Thailand yellow card will be removed soon, EJF's Trent says

Published on
December 5, 2016

Prominent social and environmental rights activist Steve Trent has said Thailand will be removed from the European Union’s “IUU Report” as soon as the E.U. realizes how much progress the country has made in combatting illegal, unreported and unregulated (IUU) fishing.

Trent, the executive director of the Environmental Justice Foundation, made his comment following a meeting with Thailand Agriculture Minister Chatchai Sarikulya during the Asia Regional Conference on Building Ocean Health, which took place in Seoul, South Korea last week, The Nation reported.

Thailand was given a yellow card in April 2015 and is still operating with that status, which is the E.U.’s harshest warning before it initiates trade sanctions.

“Thailand will succeed in getting a green card after being given yellow-card status almost two years ago,” Trent said. “But I don’t know when, and the E.U. would like to see long-lasting measures for sustainable fishing.”

Thailand has demonstrated “real commitment” to tackling IUU fishing by creating new laws and a new system of regulation specifically for its commercial fishing industry, Trent told The Nation.

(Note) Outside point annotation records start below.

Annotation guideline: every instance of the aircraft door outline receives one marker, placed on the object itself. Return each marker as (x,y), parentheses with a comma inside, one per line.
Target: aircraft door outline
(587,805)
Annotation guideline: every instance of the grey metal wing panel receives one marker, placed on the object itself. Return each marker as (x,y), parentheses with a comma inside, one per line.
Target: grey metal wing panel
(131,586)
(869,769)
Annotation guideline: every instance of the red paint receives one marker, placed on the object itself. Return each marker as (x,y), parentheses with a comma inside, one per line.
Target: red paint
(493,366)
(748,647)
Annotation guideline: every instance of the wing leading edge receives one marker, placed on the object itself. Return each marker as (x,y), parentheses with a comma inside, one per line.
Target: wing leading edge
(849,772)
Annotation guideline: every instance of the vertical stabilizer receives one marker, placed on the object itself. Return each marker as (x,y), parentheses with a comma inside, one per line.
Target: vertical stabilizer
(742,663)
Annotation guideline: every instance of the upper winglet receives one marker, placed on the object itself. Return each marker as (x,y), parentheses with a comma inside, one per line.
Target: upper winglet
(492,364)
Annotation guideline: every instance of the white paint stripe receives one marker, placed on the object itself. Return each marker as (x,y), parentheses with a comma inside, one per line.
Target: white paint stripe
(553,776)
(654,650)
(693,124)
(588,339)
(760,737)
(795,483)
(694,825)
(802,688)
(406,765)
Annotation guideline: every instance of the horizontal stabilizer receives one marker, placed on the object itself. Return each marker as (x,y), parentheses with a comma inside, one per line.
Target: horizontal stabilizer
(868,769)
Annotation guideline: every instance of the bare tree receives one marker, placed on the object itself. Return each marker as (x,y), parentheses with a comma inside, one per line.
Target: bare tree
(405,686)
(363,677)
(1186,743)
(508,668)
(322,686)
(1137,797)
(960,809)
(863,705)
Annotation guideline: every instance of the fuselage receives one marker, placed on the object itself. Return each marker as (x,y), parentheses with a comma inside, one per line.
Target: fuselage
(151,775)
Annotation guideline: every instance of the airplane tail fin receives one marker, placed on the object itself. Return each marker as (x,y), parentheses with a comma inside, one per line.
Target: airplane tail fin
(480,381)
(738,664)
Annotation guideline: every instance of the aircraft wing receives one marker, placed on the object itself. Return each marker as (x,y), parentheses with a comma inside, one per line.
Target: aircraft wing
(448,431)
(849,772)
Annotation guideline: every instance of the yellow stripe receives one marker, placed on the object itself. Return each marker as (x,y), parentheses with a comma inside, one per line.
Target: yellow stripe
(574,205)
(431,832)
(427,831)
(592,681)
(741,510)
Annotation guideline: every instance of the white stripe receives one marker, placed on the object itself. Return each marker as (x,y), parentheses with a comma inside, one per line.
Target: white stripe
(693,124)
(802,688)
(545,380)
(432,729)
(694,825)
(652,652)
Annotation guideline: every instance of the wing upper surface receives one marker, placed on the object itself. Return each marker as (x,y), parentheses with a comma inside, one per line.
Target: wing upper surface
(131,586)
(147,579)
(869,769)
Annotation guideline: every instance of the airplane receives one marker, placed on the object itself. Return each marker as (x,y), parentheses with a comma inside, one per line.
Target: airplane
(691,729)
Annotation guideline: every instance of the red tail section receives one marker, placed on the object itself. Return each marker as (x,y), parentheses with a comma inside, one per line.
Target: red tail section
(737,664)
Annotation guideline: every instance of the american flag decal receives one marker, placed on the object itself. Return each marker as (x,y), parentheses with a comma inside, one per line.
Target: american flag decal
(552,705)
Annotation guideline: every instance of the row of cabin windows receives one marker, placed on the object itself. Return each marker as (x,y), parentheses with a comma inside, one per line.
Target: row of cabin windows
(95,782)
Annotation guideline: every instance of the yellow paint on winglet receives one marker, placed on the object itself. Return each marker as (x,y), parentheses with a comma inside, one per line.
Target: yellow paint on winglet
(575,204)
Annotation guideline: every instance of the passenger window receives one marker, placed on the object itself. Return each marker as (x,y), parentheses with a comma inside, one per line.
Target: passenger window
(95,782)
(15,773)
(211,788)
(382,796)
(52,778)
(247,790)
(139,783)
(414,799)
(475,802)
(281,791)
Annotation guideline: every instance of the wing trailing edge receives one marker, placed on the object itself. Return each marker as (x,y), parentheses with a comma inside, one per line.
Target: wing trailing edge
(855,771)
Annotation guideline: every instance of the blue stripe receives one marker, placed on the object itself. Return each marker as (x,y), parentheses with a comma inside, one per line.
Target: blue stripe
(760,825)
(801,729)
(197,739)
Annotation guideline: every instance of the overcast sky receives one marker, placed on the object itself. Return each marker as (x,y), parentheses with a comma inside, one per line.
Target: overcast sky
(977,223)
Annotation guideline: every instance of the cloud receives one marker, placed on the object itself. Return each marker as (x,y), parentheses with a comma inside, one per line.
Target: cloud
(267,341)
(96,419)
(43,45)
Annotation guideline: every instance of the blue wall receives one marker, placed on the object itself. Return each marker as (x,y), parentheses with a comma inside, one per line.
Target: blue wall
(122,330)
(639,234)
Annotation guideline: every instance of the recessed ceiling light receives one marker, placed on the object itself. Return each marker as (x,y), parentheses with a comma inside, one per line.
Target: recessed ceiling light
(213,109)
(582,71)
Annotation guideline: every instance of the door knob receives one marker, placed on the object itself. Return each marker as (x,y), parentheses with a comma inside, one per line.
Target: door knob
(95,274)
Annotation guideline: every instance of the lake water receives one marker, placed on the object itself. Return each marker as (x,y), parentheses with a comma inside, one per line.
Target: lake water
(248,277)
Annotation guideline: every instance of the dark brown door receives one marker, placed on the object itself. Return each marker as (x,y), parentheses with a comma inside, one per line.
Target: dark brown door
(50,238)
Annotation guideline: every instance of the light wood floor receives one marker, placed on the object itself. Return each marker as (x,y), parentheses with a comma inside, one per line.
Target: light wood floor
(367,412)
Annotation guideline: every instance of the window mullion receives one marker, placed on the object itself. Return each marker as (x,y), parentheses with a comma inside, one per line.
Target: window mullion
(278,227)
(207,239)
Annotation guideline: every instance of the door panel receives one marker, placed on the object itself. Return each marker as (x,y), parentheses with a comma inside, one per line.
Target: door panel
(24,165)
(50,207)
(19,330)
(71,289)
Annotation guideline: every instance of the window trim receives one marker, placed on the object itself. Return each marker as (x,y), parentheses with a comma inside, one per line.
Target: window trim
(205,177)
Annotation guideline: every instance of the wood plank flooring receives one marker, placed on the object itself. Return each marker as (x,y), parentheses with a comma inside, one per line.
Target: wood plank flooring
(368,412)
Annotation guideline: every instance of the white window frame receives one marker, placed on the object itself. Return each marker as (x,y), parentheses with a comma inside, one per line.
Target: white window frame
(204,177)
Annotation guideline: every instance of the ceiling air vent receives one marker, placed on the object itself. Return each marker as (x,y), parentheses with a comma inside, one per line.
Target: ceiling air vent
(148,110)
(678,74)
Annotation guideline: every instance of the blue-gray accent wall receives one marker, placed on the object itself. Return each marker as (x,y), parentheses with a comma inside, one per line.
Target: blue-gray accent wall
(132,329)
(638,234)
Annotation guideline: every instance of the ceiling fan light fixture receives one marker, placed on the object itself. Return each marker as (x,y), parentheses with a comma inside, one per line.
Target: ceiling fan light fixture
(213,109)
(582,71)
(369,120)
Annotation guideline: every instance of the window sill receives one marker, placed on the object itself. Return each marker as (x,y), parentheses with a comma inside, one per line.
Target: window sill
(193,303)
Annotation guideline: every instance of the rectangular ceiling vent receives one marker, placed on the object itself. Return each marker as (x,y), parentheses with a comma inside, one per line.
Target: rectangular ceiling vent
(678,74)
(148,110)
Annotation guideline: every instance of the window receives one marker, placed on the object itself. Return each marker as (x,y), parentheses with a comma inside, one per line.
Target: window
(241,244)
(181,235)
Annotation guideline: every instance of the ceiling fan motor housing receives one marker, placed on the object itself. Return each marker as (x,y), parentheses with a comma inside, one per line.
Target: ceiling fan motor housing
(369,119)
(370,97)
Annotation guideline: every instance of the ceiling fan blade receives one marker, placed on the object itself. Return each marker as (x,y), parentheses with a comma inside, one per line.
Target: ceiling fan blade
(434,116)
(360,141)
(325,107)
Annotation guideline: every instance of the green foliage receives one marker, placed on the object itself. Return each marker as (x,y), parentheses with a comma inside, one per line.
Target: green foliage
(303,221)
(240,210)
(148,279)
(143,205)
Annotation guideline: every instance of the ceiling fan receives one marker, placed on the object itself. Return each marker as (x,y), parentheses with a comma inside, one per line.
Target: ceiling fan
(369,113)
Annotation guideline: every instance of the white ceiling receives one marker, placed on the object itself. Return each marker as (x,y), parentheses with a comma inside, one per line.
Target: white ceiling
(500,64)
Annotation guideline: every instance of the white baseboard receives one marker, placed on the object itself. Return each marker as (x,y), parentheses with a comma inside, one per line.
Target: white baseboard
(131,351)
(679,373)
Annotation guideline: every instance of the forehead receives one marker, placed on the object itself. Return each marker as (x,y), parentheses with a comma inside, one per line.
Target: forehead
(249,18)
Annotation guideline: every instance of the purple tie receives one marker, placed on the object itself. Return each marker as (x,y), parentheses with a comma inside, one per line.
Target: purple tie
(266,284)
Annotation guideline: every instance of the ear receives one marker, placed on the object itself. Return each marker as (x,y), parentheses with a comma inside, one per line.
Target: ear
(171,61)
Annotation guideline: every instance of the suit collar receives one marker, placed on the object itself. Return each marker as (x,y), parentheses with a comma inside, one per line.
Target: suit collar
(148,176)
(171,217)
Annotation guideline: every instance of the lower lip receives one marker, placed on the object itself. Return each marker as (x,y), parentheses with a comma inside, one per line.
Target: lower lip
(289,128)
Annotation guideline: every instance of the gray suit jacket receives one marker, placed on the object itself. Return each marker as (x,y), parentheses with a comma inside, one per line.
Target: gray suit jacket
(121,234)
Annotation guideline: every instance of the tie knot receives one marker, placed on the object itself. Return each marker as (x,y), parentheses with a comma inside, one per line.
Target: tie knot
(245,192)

He said the E.U. needs time to determine the effectiveness of the reforms, and wants to see even more progress, including the adoption of the International Labour Organization’s (ILO) Working in Fishing Convention 188.

Adisorn Promthep, director-general of the Fisheries Department, told The Nation the Thai government takes IUU and sustainable fishery issues “very seriously” and has worked closely with the E.U. and international organizations to solve problems surrounding illegal fishing.